Pilavla tüketme niyetindeyim ama şıklar arasında pilavlı tüketim sunulmuyor. Pilav var mı soru işaretli yeni soruma, garson, var abicim diyerek kendisini kardeşim yerine, beni de abisi yerine koyuyor. Salaş lokantada çalışan garson bir kardeşim olduğunu öğreniyorum. Hiç tanımadığım garson kardeşime pilav altı döner siparişi veriyorum ama bu siparişimin pilav üstü geleceğinden hiç şüphem yok. Pilav altı döner kavramı yok hiçbir dönercide. Ben önce pilavı sonra döneri yemeyi seviyorum. Döner pilavın üstünde olunca pilava ulaşıp yemek meşakkatli oluyor, dönmesi sona eren dönerin arasından kaşıklanmaya çalışılan pilava döner musallat oluyor, dönmeyen döner pilav sonrası yenmek amacıyla tabağın köşelerine doğru itekleniyor, bu itiş kakış durumlarından dönmesi sona ermiş döner, servis tabağının arada dönmesi yüzünden dönmesini tabak üstünde sürdürmeye devam ediyor. Dönerden aralanan pilav kaşıklanmaya başlanırken dönerin gereksiz alınganlık yapıp gözünün yağını pilava boca ettiği gözümleniyor.

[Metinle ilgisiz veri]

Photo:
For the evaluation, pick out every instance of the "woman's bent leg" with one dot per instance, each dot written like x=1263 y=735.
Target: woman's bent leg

İsmini bilmediğim garson kardeşim siparişi getirirken gözünden düşürdüğü soru işaretine basıyor, soru işareti gözden düştüğüne mi yansın, düşenin dostu olmadığına mı yansın diye düşünemeden can çekişmeye başlıyor, noktası sorunun altında kalmış başka hiçbir sorunun sonuna gelemeyecek olmanın ezikliğiyle hakkın rahmetine kavuşuyor.
Pilav altı döner siparişim altı pilav bir döner şeklinde algılanarak, altı tabak pilav bir porsiyon döner olarak masaya intikal ediyor. Bizim ailenin en salağının ben olmadığı az önce bana abi diyen kardeşimden anlaşılıyor. Uzun açıklamalar sonucunda beş tabak pilavı iade ederek anlaşıyoruz salak garson kardeşimle. Salak garson kardeşim pilavları geri götürürken hakkın rahmetine kavuşmuş soru işaretine tekrar basarak zemine iyice yapışmasını sağlıyor.
Dönerin üstüne pilavı ters çevirerek pilav altı döner arzuma ulaşıyorum.
Önce pilavımı kaşıklıyor sonra altındaki döneri çatallayarak siliyorum ağzımı dandik peçeteye.
Hesap geliyor onbeş TL
Ne hesabı? kardeşim diyorum insan hiç abisinden hesap alır mı? Alt tarafı döner!
Ağustos 2013
ABDAL YAZILAR
YORUMLAR
Henüz yorum yapılmamış.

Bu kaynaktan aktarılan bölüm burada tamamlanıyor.